Logo JawaPos
Author avatar - Image
Kamis, 5 Oktober 2017 | 08.57 WIB

PT Pupuk Indonesia Prioritaskan Kebutuhan Dalam Negeri

Secara nasional, penyaluran pupuk ke sektor tanaman pangan, khususnya bersubsidi, dalam memasuki masa tanam ini cukup baik. - Image

Secara nasional, penyaluran pupuk ke sektor tanaman pangan, khususnya bersubsidi, dalam memasuki masa tanam ini cukup baik.

JawaPos.com - Memasuki musim tanam pada Oktober ini, PT Pupuk Indonesia (Persero) memprioritaskan kebutuhan dalam negeri untuk mengamankan stok di sektor tanaman pangan. Direktur Utama PT Pupuk Indonesia (Persero) Aas Asikin Idat mengatakan, kendati permintaan ekspor urea Pupuk Indonesia cukup tinggi, pihaknya mengutamakan pemenuhan kebutuhan dalam negeri yang meningkat


Hal itu disampaikan Aas dalam kunjungan ke Gudang Lini III/Kabupaten untuk mengecek gudang dan distribusi di Karawang Jawa Barat. Dia pun menyebutkan, secara nasional, penyaluran pupuk ke sektor tanaman pangan, khususnya bersubsidi, dalam memasuki masa tanam ini cukup baik.


"Stok saat ini juga cukup aman. Hingga 2 Oktober 2017. Secara nasional total stok di lini III & IV, atau di Gudang kabupaten dan kios sebesar total 1.189.455 Ton. Jumlah ini tiga kali lipat lebih dari ketentuan stok, belum termasuk stok yang terdapat di Gudang pabrik dan provinsi," jelas Aas, dalam surat elektronik yang diterima JawaPos.com.


Rincian stok nasional di Lini III & IV terdiri dari 566.795 ton urea, 310.875 ton NPK, 135.500 ton SP36, 112.927 ton ZA, dan 63.358 ton organik. Jumlah ini dinilai cukup hingga 2 bulan ke depan.


Sementara untuk penyaluran, sampai dengan akhir September, Pupuk Indonesia telah menyalurkan urea bersubsidi sejumlah 2.652.877 ton, NPK 1.734.810 ton, SP-36 sebesar 592.089 ton, ZA 673.401 ton, dan organik 432.944 Ton.


“Untuk wilayah Jawa Barat, Pupuk Indonesia menyiapkan stok pupuk empat kali lipat melebihi dari alokasi yang ditentukan oleh Pemerintah. stok pupuk ini dapat memenuhi kebutuhan petani untuk musim tanam," sambung Aas.

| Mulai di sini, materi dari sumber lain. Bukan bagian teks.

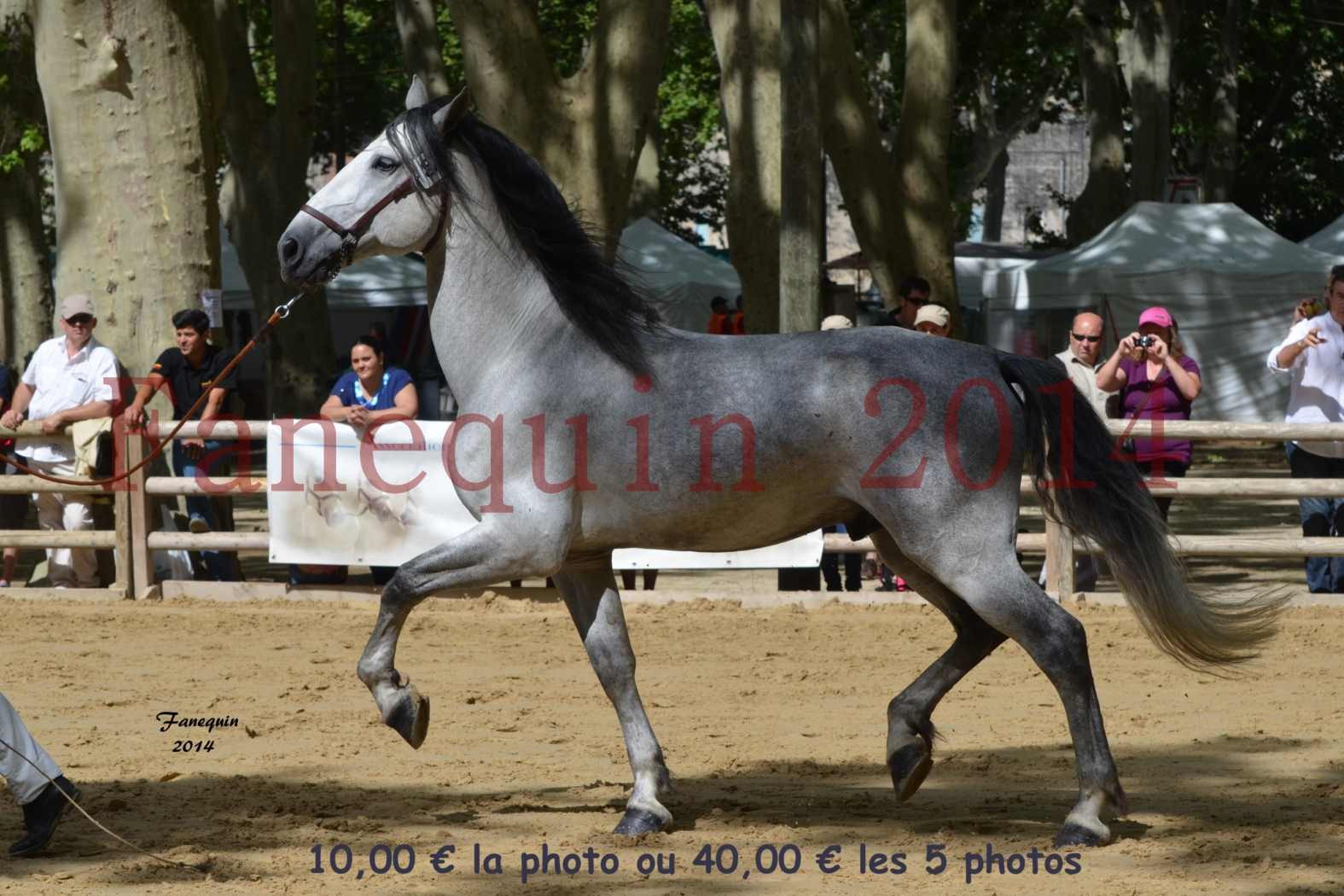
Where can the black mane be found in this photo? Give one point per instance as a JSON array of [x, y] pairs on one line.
[[589, 289]]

Stok pupuk di gudang Lini III dan IV urea di Jawa Barat saat ini (per 2 Oktober 2017) sebesar 91.485 ton. Angka ini mencapai empat kali lipat dari ketentuan stok pemerintah, yaitu 18.764 ton.


Sementara, stok untuk jenis lainnya, yaitu NPK sebesar 32.164 ton, SP-36 24.785 ton, ZA 9.389 ton dan organik 10.069 ton. Mengenai, penyaluran di Jawa Barat, sampai dengan akhir September Pupuk Indonesia telah menyalurkan urea bersubsidi sejumlah 348.100 ton, NPK 213.044 ton, SP-36 118.108 ton, ZA 47.322 ton dan organik sebesar 25.266 ton.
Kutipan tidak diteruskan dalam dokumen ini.